On the Manual page you will find a link for a pdf "how to make maps from scratch":
http://www.oruxmaps.com/manual_en.html
http://www.oruxmaps.com/oruxmapsdesktop_quick.pdf
In the instructions you will find you will need to install Mobile Atlas Creator 1.8:
http://sourceforge.net/projects/trek...8.zip/download
You don't need to "install" it just unzip it and put it somewhere on your computer. Windows only I assume.
I mostly just followed the PDF instructions...
For map source I used "TerraServer USA" it has nice topos.
Each map I created was about 200 miles of AT trail, you could go larger with each map but each download operation will take longer, and the square that create gets unnecessarily large, the smaller the map, the smaller the rectangle - the AT obviously moves diagonally across the US usually so you end up with these unneeded areas in the map rectangle, but I guess those areas tell you about the towns available for emergencies. To select the map, I used "google maps" as the source because its easier to see the towns. After selecting the rectangle I switched to TerraServer.
Very important - when setting up the map, I chose a maximum zoom of 15. If you choose 16 its too many tiles and too much memory! So choose 15, as well as 13, 12, and perhaps 11 and 10 etc. The smaller the zoom the less it matters whether you choose because the smaller zooms take up much less tiles. You can see the tile count change as you select them. Once you get over 20,000 tiles in a map it starts to take a long time. If you were hiking the entire AT you save yourself alot of time and memory and get a maximum of zoom level 14. Select 14,13,12,11,10 and you could probably get the entire train onto your phone's SD memory card in a couple Gigabytes.
Name the map something useful like "springer-erwin" and create atlas.
Once the download completes, and after you've installed OruxMaps on your Android, plug phone into your computer and copy the entire directory "springer-erwin" to your phone, I think the directory was something like "/oruxmaps/mapfiles". You will see "world" directory map already there.

Other stuff...
This site can help with planning all kinds of things, including the map rectangles you are creating:
http://sophiaknows.com/atdb/atplanning.html

Shelters and waypoints:
This site has AT trail and shelter data from I believe 2003 or so:
http://guymott.com/atgps.html
You can download the .GPX files and import into your OruxMaps Android app so you can see the trail and shelters on top of the topos you just downloaded. You can experiment with various GPX files that are available. The .GPX files (not the zip files, unzip them first) go into a folder on your phone called something like "/oruxmaps/trackfiles". Keep in mind OruxMaps can't access files on your phone until you take it out of "disk mount" mode or whatever its called because the SD card won't be available to apps, so to test after copying files you must put it into "recharge battery" mode or just unconnect it. After you copy the GPX files there, you can goto "tracks" from the menu and then "import track", select the file. Once it finishes (large tracks may take a while be patient) loading you have to select it and load it for it to show up on the map. I found you can load the shelter file as a "route" after its imported, because you can only have 1 track file loaded at the same time. So if you load the shelters as a route and the trail as a track, you can view them both at the same time on top of the map!

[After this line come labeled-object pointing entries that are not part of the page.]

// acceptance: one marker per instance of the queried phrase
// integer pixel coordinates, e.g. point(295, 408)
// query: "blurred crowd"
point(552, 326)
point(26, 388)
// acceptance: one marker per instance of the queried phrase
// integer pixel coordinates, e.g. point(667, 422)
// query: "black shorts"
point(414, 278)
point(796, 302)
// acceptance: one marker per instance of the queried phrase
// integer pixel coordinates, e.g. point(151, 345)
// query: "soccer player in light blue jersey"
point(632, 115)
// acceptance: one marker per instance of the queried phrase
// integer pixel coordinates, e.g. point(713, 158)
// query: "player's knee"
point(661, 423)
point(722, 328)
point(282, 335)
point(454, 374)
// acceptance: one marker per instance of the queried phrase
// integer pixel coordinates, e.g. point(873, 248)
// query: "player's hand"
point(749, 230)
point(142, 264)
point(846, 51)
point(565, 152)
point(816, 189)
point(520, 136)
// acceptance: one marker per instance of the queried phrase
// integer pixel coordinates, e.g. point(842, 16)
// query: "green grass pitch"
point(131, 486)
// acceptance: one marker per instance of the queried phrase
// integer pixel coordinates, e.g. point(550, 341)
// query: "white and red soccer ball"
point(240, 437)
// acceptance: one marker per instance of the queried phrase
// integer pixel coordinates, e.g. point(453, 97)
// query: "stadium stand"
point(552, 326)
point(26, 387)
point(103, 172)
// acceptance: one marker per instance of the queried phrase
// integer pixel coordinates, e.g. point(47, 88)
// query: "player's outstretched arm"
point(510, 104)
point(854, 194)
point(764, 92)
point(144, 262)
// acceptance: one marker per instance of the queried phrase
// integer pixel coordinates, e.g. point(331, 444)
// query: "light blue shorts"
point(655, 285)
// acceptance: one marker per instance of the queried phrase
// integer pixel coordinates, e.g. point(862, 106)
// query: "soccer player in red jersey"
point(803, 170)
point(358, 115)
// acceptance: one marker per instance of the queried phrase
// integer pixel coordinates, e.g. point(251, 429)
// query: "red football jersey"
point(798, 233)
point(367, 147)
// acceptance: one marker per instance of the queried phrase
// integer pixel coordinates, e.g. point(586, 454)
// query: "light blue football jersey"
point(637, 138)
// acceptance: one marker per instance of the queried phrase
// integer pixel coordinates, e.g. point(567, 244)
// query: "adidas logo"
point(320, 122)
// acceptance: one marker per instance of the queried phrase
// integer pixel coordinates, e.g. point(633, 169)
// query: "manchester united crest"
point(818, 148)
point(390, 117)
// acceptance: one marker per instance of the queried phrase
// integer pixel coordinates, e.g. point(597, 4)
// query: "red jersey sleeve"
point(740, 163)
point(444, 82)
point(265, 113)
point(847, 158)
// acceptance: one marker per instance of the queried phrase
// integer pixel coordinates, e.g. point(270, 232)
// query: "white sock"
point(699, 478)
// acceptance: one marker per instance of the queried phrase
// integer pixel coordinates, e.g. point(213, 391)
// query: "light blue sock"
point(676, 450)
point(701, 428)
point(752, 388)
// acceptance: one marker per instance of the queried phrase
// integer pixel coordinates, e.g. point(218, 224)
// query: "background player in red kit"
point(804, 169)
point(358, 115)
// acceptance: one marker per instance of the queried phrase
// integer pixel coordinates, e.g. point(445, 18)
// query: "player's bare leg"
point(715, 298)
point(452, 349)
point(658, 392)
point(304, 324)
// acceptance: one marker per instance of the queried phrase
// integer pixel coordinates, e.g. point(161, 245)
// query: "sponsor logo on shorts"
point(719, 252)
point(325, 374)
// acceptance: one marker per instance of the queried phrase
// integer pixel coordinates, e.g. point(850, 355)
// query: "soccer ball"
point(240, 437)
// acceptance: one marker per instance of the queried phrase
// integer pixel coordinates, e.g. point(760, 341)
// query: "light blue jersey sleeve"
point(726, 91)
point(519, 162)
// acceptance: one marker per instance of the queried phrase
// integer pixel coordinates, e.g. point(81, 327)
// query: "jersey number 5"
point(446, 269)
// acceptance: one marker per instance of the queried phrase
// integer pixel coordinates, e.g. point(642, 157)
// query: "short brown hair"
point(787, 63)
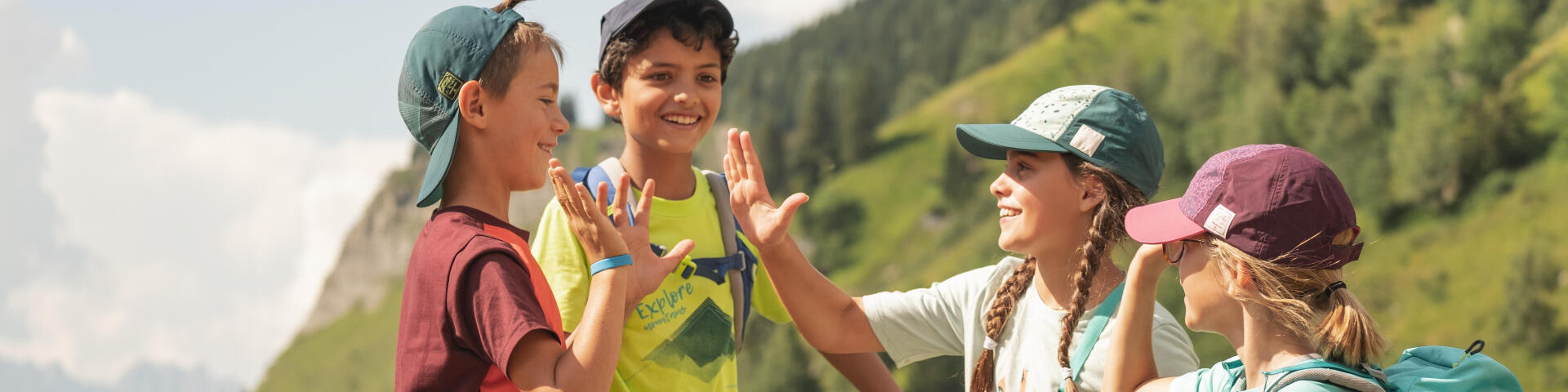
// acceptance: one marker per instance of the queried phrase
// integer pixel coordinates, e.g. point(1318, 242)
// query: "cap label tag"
point(1087, 140)
point(449, 85)
point(1218, 221)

I downloaded the track files of the trail the were filtered at 50 feet, seemed about the best size. I also found that performance was much slower if you downloaded that one all at once. He also offers the 50ft file as a zip of 40 or 50 different files. You can import each of those independently and when you have them on the map one at a time it seems much better performance. Perhaps the 200 ft filtered track would be easier to get the entire thing loaded at once at still have good phone performance. Perhaps I will try that myself also.

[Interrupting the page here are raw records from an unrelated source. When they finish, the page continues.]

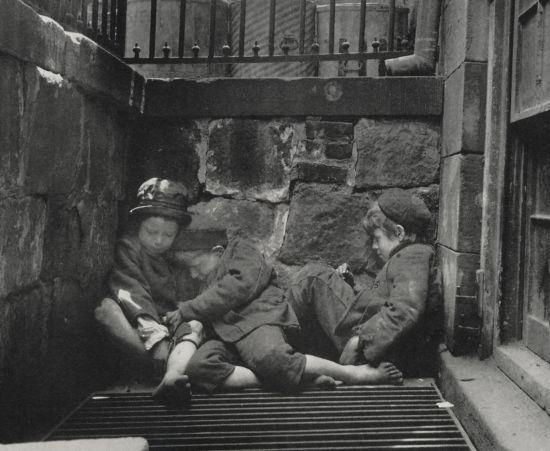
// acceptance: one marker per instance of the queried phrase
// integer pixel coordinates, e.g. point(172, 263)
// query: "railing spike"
point(226, 49)
point(195, 49)
point(166, 50)
point(136, 50)
point(256, 48)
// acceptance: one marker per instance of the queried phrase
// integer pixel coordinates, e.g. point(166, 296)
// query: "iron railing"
point(103, 21)
point(385, 47)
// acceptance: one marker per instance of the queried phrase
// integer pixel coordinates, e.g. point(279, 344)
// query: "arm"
point(246, 274)
point(128, 284)
point(407, 279)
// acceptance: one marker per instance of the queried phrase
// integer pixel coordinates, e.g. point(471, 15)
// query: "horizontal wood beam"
point(269, 97)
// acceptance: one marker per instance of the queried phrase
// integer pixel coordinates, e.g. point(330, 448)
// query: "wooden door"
point(536, 314)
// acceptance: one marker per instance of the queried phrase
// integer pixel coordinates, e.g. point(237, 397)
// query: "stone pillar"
point(464, 66)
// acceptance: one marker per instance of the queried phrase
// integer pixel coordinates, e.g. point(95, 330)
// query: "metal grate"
point(407, 417)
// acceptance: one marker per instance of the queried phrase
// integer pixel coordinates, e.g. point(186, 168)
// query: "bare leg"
point(240, 378)
point(175, 387)
point(385, 373)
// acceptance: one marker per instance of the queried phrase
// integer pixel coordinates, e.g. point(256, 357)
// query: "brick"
point(52, 132)
point(464, 35)
point(11, 87)
point(22, 223)
point(250, 159)
point(328, 130)
point(262, 223)
point(339, 150)
point(458, 270)
point(314, 148)
point(396, 152)
point(464, 118)
point(460, 208)
point(324, 224)
point(319, 173)
point(33, 38)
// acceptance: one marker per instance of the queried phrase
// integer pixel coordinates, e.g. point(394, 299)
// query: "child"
point(247, 317)
point(394, 320)
point(145, 283)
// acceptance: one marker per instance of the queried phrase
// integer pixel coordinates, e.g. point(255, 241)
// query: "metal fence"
point(103, 21)
point(385, 47)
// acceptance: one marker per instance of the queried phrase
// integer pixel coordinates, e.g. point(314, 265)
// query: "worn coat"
point(241, 296)
point(400, 313)
point(144, 284)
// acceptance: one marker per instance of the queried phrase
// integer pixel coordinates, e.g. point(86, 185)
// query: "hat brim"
point(183, 217)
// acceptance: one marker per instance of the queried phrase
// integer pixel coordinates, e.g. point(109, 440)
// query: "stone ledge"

Of course once you are out on the trail you can use the maps like a normal GPS device. This is incredible today for an Android phone to be used much like a Garmin, and all the maps and the app is FREE.

I hope this isn't confusing, if it sounds very very confusing then perhaps this is not the thing for you. If you are an Apple user with an iPhone there is probably another way to go entirely. I am a GPS newbie and so if you are not then this is probably not that useful for you either. Good luck!